In addition, Telefonica Internacional sold a 2.5% stake in China Unicom on November 10, raising $859 million. Pricing came at HK$11.14, again at the bottom of the discounted target range, and then shares fell further in the aftermarket.

“[Noble] was a train wreck and Jintian was a disaster as well,” the first banker said.

Mental blocks

With Hong Kong now seemingly reopened for business, there's a more cautious tone to proceedings. How long that lasts, though, is another matter.

“Volatility has been high over the last few months, so obviously [banks have to be] more savvy to pitch these deals at the right level,” Philippe Espinasse, a former ECM banker and author of “IPO Banks” and “IPO: A Global Guide”, told FinanceAsia. “If you get it wrong, it’s going to tank in the aftermarket.”

When conditions are volatile, investors are far less likely to participate in equity markets in general, let alone in block trades. “So you end up launching blocks with less initial coverage than you would have had under normal circumstances,” Espinasse said.

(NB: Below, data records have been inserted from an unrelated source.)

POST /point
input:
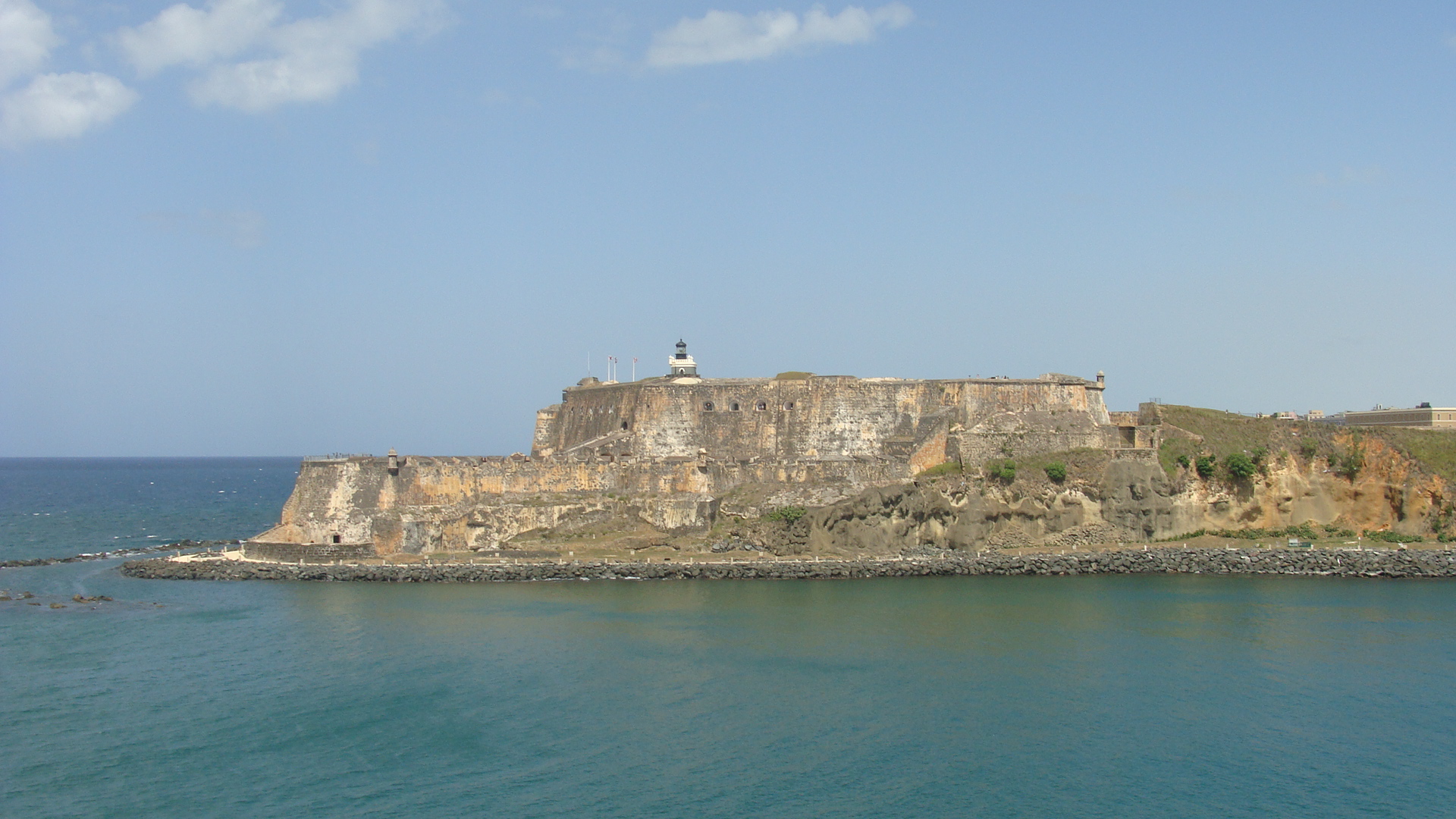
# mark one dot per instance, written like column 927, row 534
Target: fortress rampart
column 666, row 450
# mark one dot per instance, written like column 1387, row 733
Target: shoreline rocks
column 178, row 545
column 1327, row 563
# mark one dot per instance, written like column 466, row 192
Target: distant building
column 1421, row 416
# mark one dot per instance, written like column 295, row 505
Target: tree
column 1239, row 465
column 1206, row 465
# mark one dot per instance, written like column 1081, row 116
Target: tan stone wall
column 817, row 417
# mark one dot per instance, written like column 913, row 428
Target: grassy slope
column 1225, row 433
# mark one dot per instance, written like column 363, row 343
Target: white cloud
column 187, row 36
column 728, row 37
column 25, row 39
column 245, row 229
column 305, row 60
column 57, row 107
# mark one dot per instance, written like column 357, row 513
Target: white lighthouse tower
column 682, row 363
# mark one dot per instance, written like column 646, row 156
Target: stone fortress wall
column 666, row 450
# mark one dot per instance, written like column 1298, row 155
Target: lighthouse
column 682, row 363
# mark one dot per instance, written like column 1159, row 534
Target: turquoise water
column 1117, row 697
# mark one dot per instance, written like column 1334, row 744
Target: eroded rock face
column 892, row 519
column 1134, row 500
column 849, row 506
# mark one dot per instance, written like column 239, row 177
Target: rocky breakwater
column 1334, row 563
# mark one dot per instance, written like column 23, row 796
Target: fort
column 679, row 450
column 802, row 465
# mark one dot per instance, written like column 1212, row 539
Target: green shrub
column 1239, row 465
column 948, row 468
column 786, row 513
column 1206, row 465
column 1347, row 465
column 1003, row 471
column 1391, row 537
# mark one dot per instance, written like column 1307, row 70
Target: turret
column 680, row 363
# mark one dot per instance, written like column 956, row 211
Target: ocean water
column 1060, row 697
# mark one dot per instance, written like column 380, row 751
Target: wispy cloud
column 308, row 60
column 55, row 107
column 1347, row 175
column 239, row 228
column 730, row 37
column 25, row 39
column 50, row 107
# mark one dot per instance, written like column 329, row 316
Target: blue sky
column 270, row 226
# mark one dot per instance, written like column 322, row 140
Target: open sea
column 981, row 697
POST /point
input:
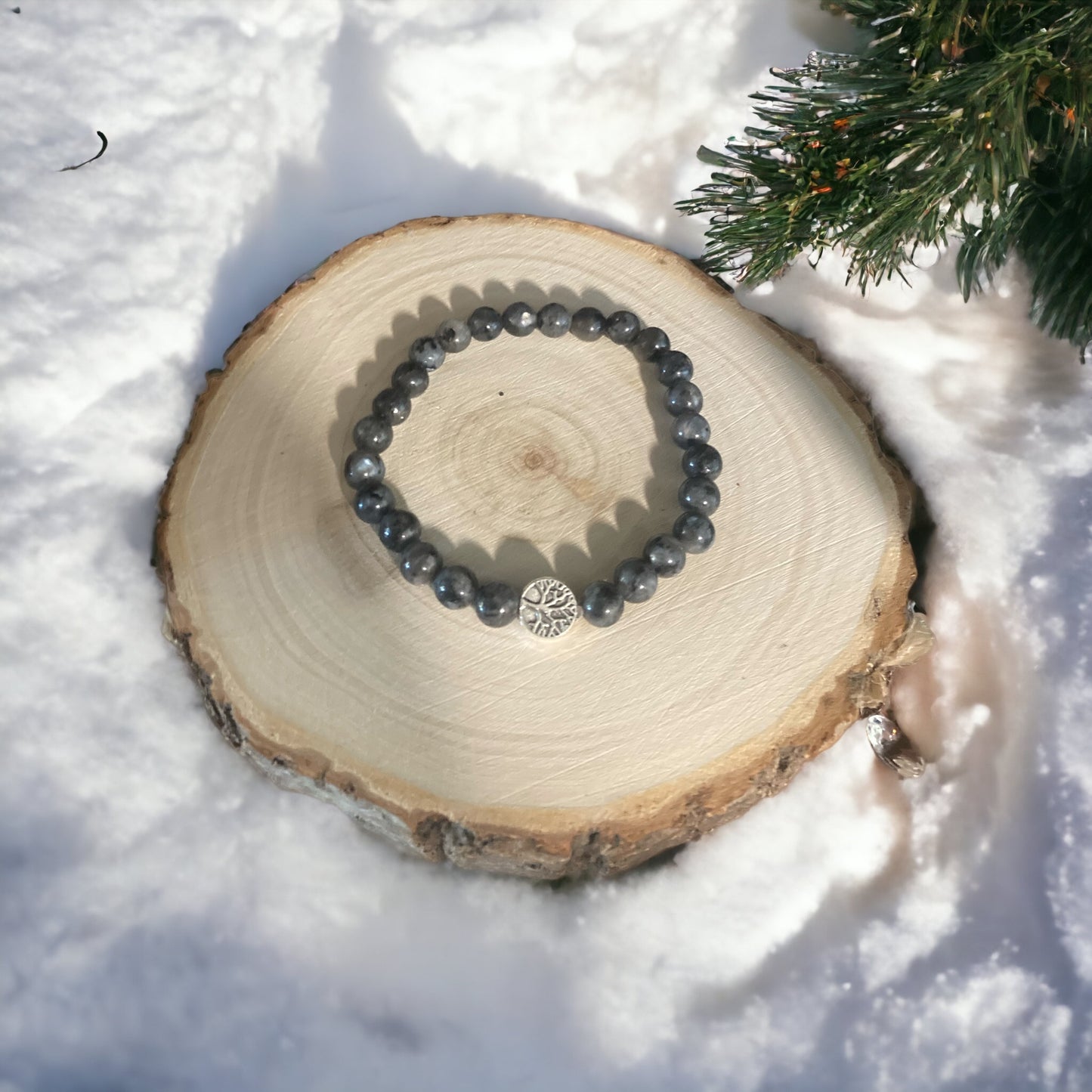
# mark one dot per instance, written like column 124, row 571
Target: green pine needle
column 966, row 118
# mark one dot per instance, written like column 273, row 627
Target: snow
column 173, row 920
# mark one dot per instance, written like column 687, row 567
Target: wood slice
column 530, row 458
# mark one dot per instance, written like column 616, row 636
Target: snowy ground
column 172, row 920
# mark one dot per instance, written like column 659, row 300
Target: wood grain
column 529, row 458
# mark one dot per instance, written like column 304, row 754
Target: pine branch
column 961, row 118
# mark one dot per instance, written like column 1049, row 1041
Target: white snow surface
column 173, row 920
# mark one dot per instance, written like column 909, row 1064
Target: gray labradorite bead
column 588, row 323
column 700, row 495
column 485, row 323
column 694, row 532
column 454, row 586
column 554, row 320
column 672, row 366
column 520, row 319
column 412, row 379
column 623, row 326
column 497, row 604
column 363, row 468
column 399, row 529
column 373, row 435
column 391, row 405
column 427, row 352
column 602, row 603
column 419, row 562
column 650, row 341
column 690, row 428
column 665, row 555
column 702, row 460
column 373, row 503
column 453, row 336
column 682, row 398
column 636, row 580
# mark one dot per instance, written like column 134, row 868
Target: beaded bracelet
column 547, row 608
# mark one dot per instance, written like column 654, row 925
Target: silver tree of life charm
column 549, row 608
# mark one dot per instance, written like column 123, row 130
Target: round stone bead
column 453, row 336
column 399, row 529
column 373, row 503
column 650, row 341
column 485, row 323
column 694, row 532
column 372, row 434
column 363, row 468
column 701, row 460
column 665, row 554
column 690, row 428
column 588, row 323
column 682, row 398
column 623, row 326
column 411, row 379
column 391, row 405
column 636, row 580
column 602, row 603
column 520, row 319
column 427, row 352
column 700, row 495
column 672, row 366
column 554, row 320
column 497, row 604
column 454, row 586
column 421, row 562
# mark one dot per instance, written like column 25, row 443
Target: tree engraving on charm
column 549, row 608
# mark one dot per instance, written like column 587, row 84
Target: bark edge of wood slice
column 488, row 748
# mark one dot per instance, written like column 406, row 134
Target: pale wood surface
column 540, row 758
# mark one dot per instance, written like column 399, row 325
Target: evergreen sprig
column 966, row 118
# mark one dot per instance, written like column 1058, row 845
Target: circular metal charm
column 549, row 608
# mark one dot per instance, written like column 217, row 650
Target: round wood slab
column 529, row 458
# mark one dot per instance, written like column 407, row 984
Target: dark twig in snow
column 76, row 166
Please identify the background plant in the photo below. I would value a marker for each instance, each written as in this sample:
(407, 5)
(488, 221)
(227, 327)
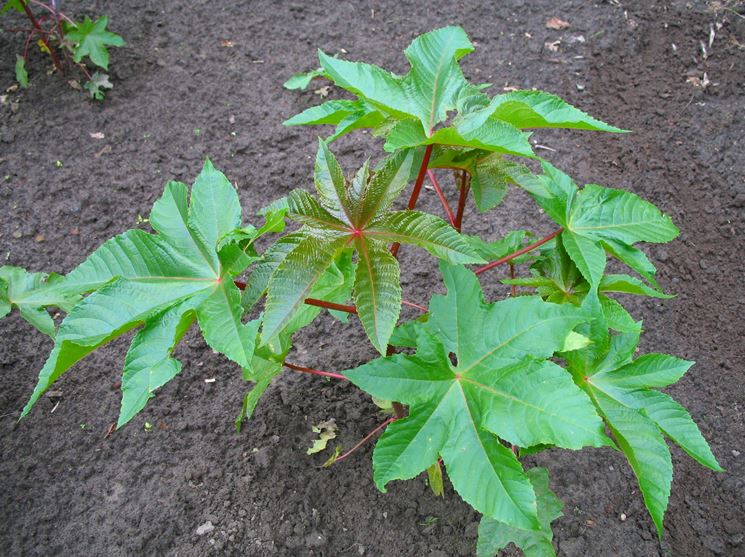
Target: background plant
(477, 386)
(66, 41)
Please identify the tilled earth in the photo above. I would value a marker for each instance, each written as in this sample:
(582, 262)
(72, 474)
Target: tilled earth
(204, 78)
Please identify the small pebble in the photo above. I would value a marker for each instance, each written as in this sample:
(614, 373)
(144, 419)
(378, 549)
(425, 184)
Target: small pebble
(205, 528)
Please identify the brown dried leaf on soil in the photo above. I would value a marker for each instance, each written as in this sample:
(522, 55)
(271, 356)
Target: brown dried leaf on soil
(557, 24)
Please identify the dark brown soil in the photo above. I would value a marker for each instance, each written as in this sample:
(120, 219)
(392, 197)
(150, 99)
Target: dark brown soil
(181, 95)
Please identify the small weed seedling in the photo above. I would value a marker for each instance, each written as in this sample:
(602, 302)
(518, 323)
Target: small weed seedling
(474, 386)
(65, 41)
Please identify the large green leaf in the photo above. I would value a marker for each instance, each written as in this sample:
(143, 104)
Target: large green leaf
(538, 109)
(501, 386)
(90, 38)
(428, 92)
(596, 219)
(350, 214)
(263, 372)
(425, 231)
(495, 535)
(162, 282)
(31, 293)
(410, 110)
(623, 391)
(293, 280)
(346, 115)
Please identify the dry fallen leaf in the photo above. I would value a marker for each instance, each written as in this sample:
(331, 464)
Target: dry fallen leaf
(557, 24)
(326, 431)
(323, 92)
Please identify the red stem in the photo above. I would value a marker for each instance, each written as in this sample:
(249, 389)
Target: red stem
(513, 290)
(41, 33)
(417, 189)
(365, 439)
(464, 187)
(312, 371)
(445, 204)
(330, 305)
(519, 252)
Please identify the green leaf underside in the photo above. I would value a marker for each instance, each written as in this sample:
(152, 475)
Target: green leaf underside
(495, 535)
(498, 388)
(596, 219)
(377, 291)
(90, 38)
(263, 371)
(351, 214)
(163, 282)
(21, 73)
(623, 391)
(31, 293)
(408, 109)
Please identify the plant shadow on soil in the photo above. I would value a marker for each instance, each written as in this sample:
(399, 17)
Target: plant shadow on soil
(65, 489)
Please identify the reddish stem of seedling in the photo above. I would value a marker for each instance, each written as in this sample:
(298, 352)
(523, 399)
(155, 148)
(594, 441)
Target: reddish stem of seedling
(441, 196)
(519, 252)
(330, 305)
(40, 30)
(365, 439)
(312, 371)
(513, 290)
(415, 306)
(417, 189)
(465, 184)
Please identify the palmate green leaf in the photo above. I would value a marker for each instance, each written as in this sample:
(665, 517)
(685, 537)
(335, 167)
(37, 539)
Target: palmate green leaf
(638, 416)
(538, 109)
(90, 38)
(428, 92)
(501, 386)
(490, 135)
(350, 213)
(293, 280)
(495, 535)
(160, 281)
(31, 293)
(345, 115)
(21, 73)
(408, 110)
(377, 291)
(263, 371)
(425, 231)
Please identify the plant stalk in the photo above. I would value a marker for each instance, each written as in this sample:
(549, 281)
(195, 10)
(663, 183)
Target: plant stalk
(365, 439)
(465, 185)
(417, 189)
(42, 35)
(519, 252)
(441, 196)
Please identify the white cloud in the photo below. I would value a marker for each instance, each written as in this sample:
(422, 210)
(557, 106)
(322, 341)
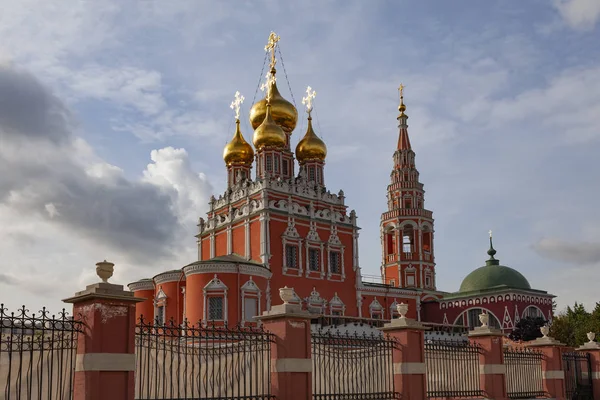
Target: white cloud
(579, 14)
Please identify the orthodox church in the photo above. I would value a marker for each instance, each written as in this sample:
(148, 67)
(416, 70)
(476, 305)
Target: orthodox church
(285, 228)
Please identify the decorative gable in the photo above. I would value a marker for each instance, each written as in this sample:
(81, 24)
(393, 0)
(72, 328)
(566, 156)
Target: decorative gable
(334, 239)
(250, 286)
(215, 284)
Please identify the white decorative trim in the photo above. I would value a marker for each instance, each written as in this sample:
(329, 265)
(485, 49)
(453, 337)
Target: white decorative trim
(165, 277)
(141, 285)
(217, 268)
(215, 284)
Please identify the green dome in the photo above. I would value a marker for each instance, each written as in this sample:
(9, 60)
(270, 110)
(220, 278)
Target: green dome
(492, 276)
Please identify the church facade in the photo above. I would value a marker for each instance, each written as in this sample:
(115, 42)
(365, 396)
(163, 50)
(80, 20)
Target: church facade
(283, 227)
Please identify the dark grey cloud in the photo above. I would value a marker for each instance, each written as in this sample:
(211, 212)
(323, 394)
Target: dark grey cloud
(29, 111)
(41, 174)
(581, 253)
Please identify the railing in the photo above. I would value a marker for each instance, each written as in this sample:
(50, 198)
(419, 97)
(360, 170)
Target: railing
(37, 354)
(353, 367)
(523, 373)
(452, 369)
(578, 375)
(193, 361)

“Even if the deal does get done, you often end up with the wrong sort of people participating [who don’t trade much in the aftermarket.] So it will be barely covered and/or includes the wrong accounts and will ultimately result in the share price falling.”

Some bankers said it is reckless to push block trades when markets are volatile. "You’re forcing unnatural acts and [the deals are pushed] for the wrong reasons,” the second banker said.

However, what the client wants, the client ultimately gets.

“Frankly, bankers are not known for turning down business. You try, and if you get it done, you get your fees. If it trades down, that’s bad luck but you move on,” Espinasse said. “But if the client is set on doing it, another bank will do it if you don’t. That’s the sad reality.”

In addition, the block business in Hong Kong is becoming increasingly competitive.

“Blocks [in Hong Kong] are getting more competitive and compared to performance in previous years, the margin for upside is smaller,” a third banker said. “There’s a focus and competitiveness around every single block [in Hong Kong], more than in New York where there’s a greater flow of transactions and less impact of one deal on a league table.”

The bulk of banks’ revenues come from equity capital markets this year. ECM accounted for some $3.66 billion worth of investment bank revenue from December 1, 2013 up to November 12, 2014, followed by debt capital markets ($2.45 billion) and M&A ($1.12 billion), according to Dealogic data.

Blocks accounted for 80% of the total ECM volumes in Asia ex-Japan.